I sort of knew it was imminent and had being thinking about it mainly because I own an iphone 4 and was wondering if all the whizzing and banging that would come from the new OS would impede it in someway and the internet pretty much says ‘Yes it does!’ All this for some new icons, animations and that bar thing at the bottom of the screen that all looked very Android-y. But that isn’t what has got me upset about it, this is what has…

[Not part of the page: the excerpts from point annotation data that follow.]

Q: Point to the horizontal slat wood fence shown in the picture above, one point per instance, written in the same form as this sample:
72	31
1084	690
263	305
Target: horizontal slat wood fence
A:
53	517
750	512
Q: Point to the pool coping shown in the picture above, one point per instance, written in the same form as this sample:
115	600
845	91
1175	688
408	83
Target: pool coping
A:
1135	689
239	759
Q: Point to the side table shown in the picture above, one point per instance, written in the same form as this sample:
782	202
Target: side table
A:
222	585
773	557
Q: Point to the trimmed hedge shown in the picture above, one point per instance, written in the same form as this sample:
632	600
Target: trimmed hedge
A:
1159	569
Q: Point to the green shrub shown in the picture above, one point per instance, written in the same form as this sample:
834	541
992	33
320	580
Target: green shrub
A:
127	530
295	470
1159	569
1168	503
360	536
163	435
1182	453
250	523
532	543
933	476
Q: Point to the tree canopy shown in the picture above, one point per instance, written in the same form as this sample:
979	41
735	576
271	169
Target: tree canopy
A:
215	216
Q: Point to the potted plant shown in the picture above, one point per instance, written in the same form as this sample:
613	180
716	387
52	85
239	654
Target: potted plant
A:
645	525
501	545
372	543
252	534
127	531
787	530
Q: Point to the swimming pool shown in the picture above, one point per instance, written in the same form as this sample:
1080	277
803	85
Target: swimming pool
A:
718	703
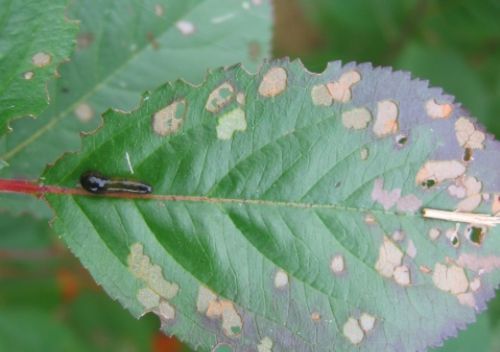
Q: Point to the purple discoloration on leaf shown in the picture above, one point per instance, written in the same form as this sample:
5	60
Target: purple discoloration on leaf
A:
290	191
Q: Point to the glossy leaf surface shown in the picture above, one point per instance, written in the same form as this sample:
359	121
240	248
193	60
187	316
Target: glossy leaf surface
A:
287	210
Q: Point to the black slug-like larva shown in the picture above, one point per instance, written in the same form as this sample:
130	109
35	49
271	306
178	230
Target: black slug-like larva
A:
94	182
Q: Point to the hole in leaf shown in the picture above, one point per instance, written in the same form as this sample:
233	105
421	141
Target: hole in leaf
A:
401	140
429	183
476	234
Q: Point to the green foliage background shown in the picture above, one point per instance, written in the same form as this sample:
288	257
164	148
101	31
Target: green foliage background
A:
453	43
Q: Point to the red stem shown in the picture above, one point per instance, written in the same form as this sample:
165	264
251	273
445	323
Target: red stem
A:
33	188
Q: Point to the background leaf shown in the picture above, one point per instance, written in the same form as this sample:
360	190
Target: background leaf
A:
35	37
44	289
125	48
306	193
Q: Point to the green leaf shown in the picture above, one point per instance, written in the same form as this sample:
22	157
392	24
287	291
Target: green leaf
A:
477	337
287	210
124	48
35	37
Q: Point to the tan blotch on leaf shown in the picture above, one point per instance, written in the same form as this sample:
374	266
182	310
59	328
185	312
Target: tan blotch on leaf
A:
28	75
154	297
321	96
386	121
495	205
169	119
363	153
41	59
356	118
208	304
468	188
353	331
315	316
467	134
84	112
265	345
274	82
220	97
231	122
450	279
438	111
439	171
389	257
185	27
341	90
159	10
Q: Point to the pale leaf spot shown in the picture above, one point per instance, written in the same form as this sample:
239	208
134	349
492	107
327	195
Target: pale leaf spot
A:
353	331
439	171
472	189
280	279
41	59
450	279
321	96
411	250
438	111
185	27
475	284
337	264
140	265
398	236
356	118
467	135
367	322
220	97
457	191
467	299
385	198
495	205
363	153
452	235
425	269
28	75
84	112
265	345
229	123
159	10
483	264
166	311
274	82
434	233
240	98
470	203
390	257
341	90
386	121
205	297
402	275
170	119
370	219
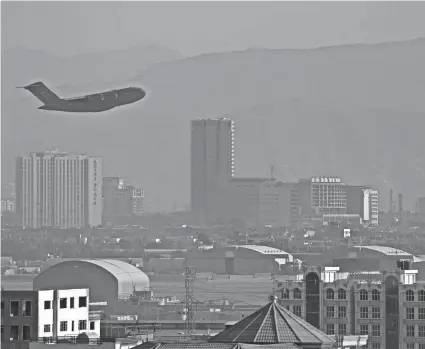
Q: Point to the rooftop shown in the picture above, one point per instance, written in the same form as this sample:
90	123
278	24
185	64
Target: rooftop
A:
273	324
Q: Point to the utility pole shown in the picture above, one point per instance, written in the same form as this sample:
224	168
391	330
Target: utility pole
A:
190	276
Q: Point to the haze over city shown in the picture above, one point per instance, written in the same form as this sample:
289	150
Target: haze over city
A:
150	33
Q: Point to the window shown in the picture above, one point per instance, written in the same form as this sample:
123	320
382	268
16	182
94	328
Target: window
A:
330	294
26	333
410	331
14	332
342	329
376	330
14	308
410	296
364	312
376	313
63	326
63	303
410	313
364	295
296	309
82	325
26	308
342	294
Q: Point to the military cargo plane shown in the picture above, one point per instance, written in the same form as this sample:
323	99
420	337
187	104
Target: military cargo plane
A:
92	103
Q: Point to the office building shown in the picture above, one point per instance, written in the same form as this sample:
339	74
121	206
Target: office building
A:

Picture the scene – you have your £399 iPad at the ready, Apogee audio I/O ( say an Apogee Jam, like me, at £79 or maybe an Apogee One at £299 ( definitely not like me )), you’re flicking on your favourite music app ( sorry, I think pretty much all apps are reasonably priced – £40 for a full DAW is a good price ) you’re ready to go and…..whoah the darn thing’s not working!!!!

Loopy

NI

If that was me and this was the equipment i used to make my art I would be livid. Now, I only use a bit of it and I’m still livid. But why should I be surprised this happened with the 1st and 2nd generation ibooks and OSX where we were left with expensive kit that would only work properly once we hung around 3 years for USB audio to finally work! Yeah, that was me too!!

Honesty. Honestly.

When you buy into a computer system you are, in effect, buying into a volatile ecosystem dependent on the whims of it’s inventors and owners. Apple has done the most amazing marketing job and owners of it’s technology ( for the most part ) adore it, because, ( for the most part ), it’s very well made and works well ( until it doesn’t ). PC owners are kind of different in that they cling to the OS they know best ( XP!! ) and refuse to let go until they have to or until they can figure Linux out. But it’s not just Apple here – we need app developer honesty too. If you’re using that iPod touch solely for what a few apps give you creatively, then they should darn well inform you when the device your running is going to start to suffer through their OS driven up dates. If something works for you, you don’t care what platform it’s on or what the icons look like because you just want to create.

Hardware vs Software

And now to the crux of the issue for me and making music. A dedicated piece of hardware is exactly that – what it lacks in multi-functionality it should make up for in the fact that it does what it’s supposed to. I’m not naive enough to believe that’s all you need (though it could be) I’ve just been left feeling totally let down by the shift in OS and the ( the possible ) need for new equipment for it to work fully and not telling me about that first.

Which is a shame. My iPhone 4 is ace – I can take photos, make videos, record music etc etc – but how long for if I don’t subscribe to a vision of what my creative practice should be.

Dozens of thoughts / Like skimming stones

I get a lot of questions about whether there is any new stuff ready. I have no idea if there is. I’ve done a lot of recording this year and very little of it makes sense. This does though. It might be part something larger, it might not. Recorded just as the days started getting shorter on an iphone in a room thinking about summer. It’s not really mixed and it’s certainly not mastered.

Have a listen. Enjoy it. Do what want you want with it. Be happy.